Wednesday, September 19, 2007

A truly courageous Bangladeshi sounds the warning.

“When I began my newspaper, [The Weekly Blitz], in 2003 I decided to make an end to the well-orchestrated propaganda campaign against Jews and Christians and especially against Israel … In Bangladesh and especially during Friday prayers, the clerics propagate jihad and encourage the killing of Jews and Christians.
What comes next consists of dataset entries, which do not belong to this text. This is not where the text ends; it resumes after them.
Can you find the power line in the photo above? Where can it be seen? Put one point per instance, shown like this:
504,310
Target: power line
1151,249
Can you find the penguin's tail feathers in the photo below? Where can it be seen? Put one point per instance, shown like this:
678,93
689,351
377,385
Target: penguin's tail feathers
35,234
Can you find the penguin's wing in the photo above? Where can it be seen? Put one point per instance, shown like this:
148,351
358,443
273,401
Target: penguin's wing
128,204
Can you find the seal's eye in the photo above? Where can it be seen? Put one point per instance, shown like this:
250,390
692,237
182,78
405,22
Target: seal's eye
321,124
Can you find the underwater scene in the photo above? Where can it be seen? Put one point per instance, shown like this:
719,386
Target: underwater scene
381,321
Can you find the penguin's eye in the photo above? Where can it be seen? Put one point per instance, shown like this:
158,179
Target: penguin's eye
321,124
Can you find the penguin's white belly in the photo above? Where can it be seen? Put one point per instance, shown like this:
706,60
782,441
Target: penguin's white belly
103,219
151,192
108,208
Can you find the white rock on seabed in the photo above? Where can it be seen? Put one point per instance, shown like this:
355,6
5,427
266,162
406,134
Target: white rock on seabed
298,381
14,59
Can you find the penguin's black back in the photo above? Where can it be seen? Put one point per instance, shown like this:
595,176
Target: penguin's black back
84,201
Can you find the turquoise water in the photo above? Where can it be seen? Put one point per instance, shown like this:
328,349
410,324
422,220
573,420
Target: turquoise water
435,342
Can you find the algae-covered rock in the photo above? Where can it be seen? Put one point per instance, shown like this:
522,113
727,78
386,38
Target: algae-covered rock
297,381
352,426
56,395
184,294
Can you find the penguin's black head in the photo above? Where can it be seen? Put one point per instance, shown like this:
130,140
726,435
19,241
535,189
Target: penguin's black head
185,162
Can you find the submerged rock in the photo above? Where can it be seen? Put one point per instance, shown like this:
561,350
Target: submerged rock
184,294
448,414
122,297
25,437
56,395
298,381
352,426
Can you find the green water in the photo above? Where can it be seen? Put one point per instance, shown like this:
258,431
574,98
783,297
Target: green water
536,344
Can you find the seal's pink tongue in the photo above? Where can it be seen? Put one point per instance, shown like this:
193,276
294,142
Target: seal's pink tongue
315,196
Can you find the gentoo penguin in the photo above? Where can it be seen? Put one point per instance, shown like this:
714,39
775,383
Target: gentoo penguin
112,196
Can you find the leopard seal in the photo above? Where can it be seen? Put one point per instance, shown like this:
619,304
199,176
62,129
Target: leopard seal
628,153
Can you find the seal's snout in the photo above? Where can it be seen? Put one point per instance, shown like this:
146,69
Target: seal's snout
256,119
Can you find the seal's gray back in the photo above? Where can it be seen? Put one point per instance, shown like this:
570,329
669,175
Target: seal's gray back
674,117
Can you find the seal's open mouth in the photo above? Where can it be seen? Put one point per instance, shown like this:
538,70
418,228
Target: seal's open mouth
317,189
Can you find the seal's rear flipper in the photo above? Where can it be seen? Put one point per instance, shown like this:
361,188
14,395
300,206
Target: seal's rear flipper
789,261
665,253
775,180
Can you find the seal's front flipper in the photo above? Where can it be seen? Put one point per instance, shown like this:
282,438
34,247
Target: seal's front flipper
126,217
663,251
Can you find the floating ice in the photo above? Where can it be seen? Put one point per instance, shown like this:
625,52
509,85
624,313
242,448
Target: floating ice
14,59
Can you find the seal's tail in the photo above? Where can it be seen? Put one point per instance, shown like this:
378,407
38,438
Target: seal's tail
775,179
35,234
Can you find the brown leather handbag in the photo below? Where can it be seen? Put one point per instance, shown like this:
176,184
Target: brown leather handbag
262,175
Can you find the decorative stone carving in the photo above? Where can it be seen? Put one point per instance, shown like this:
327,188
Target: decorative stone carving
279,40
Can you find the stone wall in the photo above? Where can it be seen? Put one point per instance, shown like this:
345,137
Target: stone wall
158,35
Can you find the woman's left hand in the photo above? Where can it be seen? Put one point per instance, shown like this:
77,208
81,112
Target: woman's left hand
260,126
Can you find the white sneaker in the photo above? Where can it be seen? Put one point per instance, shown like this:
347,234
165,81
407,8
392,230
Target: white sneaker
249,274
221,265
When I was a child my father told me not to believe those words but to look at the world’s realities.”
“There is hardly a secular aspect of Bangladeshi society that hasn’t been infiltrated by Islamists,” Choudhury said.
In the political arena, radical Muslim parties have attained power gradually, gaining more and more seats in parliament until they become an essential part of any political coalition. Maneeza Hossain, manager of democracy programs at the Foundation for the Defense of Democracies, explained in a March 2006 National Review article that the attractiveness of radical ideologies to many in Bangladesh reflects the failure of the two main political parties, the Bangladesh National Party (BNP) and the Awami League, to offer genuine democratic reforms and economic growth. “The rise of Islamism is not a reflection of ignorance, but a result of disenchantment with the hollow discourse of democracy adopted by the political class against a background of corruption and economic disparity,” Hossain wrote.
Corruption Opens Door to Political Parties Affiliated with Extremist Religious Movements
Islamist actions, on the other hand, are seen as untainted by corruption, a mainstay of political life in Bangladesh, regularly ranked as the world’s most corrupt country by Transparency International. Orphans are enrolled in the more than 64,000 madrassas in the country, and constituencies are provided with funds from the Middle East, especially Saudi Arabia, to build mosques and hospitals, helping Islamism in its many forms to gain further roots.
The efforts of the two main political parties in combating this growing radicalism have been inadequate at best. Instead of continuing the established Bangladeshi practice of a separation between mosque and state, both parties have courted the Islamists. The many concessions made by both parties to gain the support of Islamists and their sympathizers has, among its many effects, increased the use of religious rhetoric in mainstream political discourse. Disturbingly, those who stand against the Islamists are branded as anti-Muslim, with even the country’s constitution labeled as “Christian” by some.
Both mainstream parties are guilty of this complacency and accommodation, but, according to Hossain, it is the BNP that has formed an alliance with the Jamaat-e-Islam, the dominant public Islamist party.